Re: [whatwg] Outline style to use for drawSystemFocusRing

On Mon, Sep 30, 2013 at 4:12 PM, Ian Hickson <ian@hixie.ch> wrote:
>
> Some users have great trouble seeing the default focus rings.
> ...
> It's certainly true that if we don't want to support users with poor
> vision, the API would be simpler. But I don't think that's an option. We
> don't get to arbitrarily ignore some users.


Of course not! I'm not arguing against supporting those users. The correct
thing to do for those users is to use accessibility APIs to make the
operating system aware of the focused object and its bounds. If users have
ZoomText or MAGic installed, or if they're using VoiceOver or Orca, their
assistive technology will draw its own focus ring *in addition* to the
application's focus ring.

No other application hides its focus ring just because, e.g., ZoomText is
drawing a focus ring. The rest of the web doesn't do it. Why do we need it
for canvas?

On Mon, 30 Sep 2013, Dominic Mazzoni wrote:
> >
> > I don't think that drawCustomFocusRing should switch to the system focus
> > rectangle style just because that preference was set - it might look
> > horrible on a particular canvas.
>
> It's the whole point of the feature. Draw the focus ring the way the user
> needs it to be drawn, if there's a special need, otherwise, let me draw it
> my fancy hard-to-see way.
>

The problem is that there aren't existing operating system or browser
settings that specifies that the user wants better focus rings. There are
tools that draw additional focus rings, and preferences that control the
appearance of the default focus ring, but no toggle that says
*applications* should or shouldn't draw focus rings.

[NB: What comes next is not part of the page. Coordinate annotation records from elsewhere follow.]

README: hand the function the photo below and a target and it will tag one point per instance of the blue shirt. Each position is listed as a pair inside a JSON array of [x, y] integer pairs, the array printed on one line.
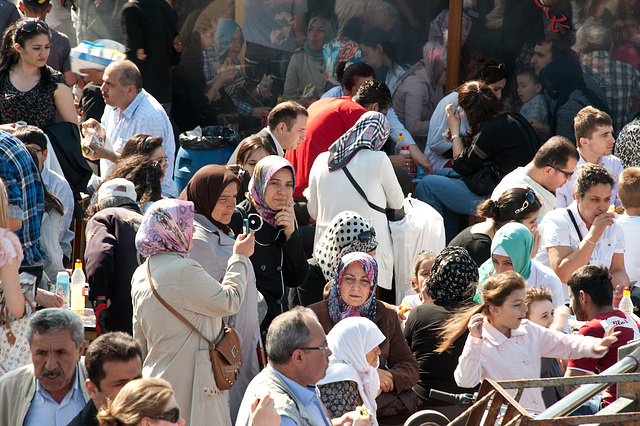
[[308, 395], [43, 406], [26, 195]]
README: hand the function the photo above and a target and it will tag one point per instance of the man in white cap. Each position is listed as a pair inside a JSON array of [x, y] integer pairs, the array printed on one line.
[[111, 256]]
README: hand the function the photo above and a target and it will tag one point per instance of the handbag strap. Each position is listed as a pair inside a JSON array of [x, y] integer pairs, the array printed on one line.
[[176, 313], [361, 192], [575, 224]]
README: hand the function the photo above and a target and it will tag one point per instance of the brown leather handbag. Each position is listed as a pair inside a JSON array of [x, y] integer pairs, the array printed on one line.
[[226, 354]]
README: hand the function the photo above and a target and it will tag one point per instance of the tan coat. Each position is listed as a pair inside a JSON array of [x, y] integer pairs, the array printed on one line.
[[172, 350]]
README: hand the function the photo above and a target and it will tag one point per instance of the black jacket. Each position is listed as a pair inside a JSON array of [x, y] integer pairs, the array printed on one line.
[[277, 262]]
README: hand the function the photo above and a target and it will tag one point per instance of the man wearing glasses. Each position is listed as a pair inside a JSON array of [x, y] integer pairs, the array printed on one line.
[[298, 358], [551, 167]]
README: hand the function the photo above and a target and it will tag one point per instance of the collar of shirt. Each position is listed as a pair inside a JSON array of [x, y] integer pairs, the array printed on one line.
[[278, 146], [495, 336], [74, 393]]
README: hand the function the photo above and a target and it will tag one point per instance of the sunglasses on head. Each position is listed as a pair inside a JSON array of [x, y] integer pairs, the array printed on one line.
[[529, 198], [31, 26], [172, 416]]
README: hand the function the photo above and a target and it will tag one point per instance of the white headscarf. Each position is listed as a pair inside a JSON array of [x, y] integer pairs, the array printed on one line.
[[350, 340]]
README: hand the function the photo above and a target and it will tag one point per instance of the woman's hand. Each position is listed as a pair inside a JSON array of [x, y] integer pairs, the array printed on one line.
[[245, 244], [475, 326], [386, 380], [263, 413], [601, 347], [287, 219], [453, 119]]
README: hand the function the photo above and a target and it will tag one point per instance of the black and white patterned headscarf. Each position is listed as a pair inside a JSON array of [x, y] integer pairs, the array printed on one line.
[[345, 234], [452, 278], [371, 131]]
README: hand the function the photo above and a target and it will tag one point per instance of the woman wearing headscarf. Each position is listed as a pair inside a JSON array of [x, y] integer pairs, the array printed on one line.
[[348, 232], [170, 348], [451, 285], [352, 379], [353, 295], [279, 259], [331, 192], [213, 190], [419, 90], [511, 251], [305, 75], [563, 80]]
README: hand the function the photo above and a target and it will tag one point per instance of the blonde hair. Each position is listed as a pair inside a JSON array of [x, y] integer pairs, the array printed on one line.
[[4, 205], [493, 292], [136, 400]]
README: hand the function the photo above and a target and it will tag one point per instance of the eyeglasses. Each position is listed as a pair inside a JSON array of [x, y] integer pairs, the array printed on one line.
[[172, 416], [31, 26], [567, 175], [315, 348], [529, 198]]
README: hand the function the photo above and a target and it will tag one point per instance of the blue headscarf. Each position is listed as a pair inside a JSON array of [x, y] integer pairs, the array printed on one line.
[[329, 34]]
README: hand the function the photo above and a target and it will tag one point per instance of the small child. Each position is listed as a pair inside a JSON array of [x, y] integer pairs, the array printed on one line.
[[530, 93], [422, 268], [629, 196]]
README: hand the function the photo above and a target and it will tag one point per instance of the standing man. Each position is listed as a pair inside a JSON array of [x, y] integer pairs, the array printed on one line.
[[150, 32], [130, 110]]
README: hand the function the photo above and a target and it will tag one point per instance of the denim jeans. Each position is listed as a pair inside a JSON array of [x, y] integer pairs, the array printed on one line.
[[450, 196]]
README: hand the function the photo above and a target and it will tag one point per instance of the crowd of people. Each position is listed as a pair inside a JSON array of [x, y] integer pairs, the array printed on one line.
[[341, 108]]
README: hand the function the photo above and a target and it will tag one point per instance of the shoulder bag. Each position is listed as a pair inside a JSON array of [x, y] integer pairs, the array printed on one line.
[[393, 215], [226, 355]]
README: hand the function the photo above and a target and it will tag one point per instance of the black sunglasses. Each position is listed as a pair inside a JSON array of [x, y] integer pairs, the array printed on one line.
[[31, 26], [529, 198], [172, 416]]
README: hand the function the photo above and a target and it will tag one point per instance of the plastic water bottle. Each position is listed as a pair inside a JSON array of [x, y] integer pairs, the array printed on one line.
[[62, 287], [626, 305], [78, 281]]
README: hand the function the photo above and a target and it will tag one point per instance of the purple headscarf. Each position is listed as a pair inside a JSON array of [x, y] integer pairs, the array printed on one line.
[[262, 174], [338, 308], [166, 226]]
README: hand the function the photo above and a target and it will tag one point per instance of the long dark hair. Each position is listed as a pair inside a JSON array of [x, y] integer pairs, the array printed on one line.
[[10, 56], [479, 104]]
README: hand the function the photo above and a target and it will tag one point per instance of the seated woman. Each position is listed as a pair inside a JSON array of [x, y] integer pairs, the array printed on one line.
[[585, 233], [419, 90], [348, 232], [476, 239], [279, 259], [451, 285], [495, 136], [31, 90], [511, 251], [213, 190], [141, 402], [353, 294], [331, 191], [305, 75], [352, 379], [172, 350]]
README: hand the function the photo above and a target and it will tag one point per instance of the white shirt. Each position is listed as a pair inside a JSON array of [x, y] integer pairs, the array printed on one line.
[[559, 231], [631, 228], [43, 406], [58, 186], [564, 194], [520, 179], [437, 148], [143, 115]]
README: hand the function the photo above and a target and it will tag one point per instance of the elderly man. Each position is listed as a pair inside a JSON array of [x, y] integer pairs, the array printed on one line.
[[113, 360], [130, 110], [53, 387], [298, 358]]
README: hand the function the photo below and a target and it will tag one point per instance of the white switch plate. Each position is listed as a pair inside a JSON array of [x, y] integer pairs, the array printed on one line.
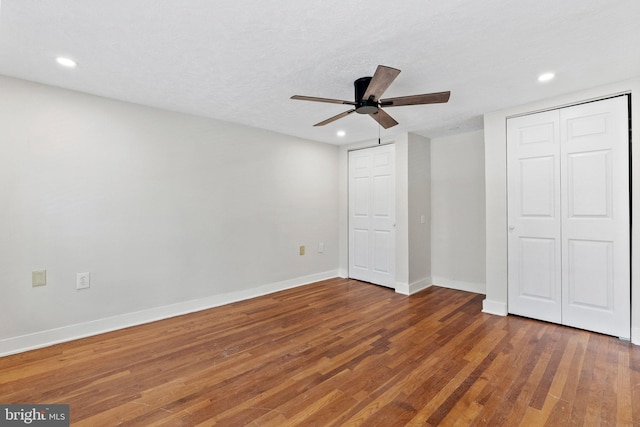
[[83, 280], [38, 278]]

Finally, as a meta-argument, if we really want a preference for custom
focus rings, then wouldn't we want that for the rest of the web? If I'm
building a custom form control and I need to choose a drawing style when
focused, wouldn't I want to know if the user wanted custom focus rings,
too? In other words, what makes this need canvas-specific?


> How would this differ from scrollPathIntoView() ?


It would take an element in fallback content as an argument. That would
allow assistive technology to be notified.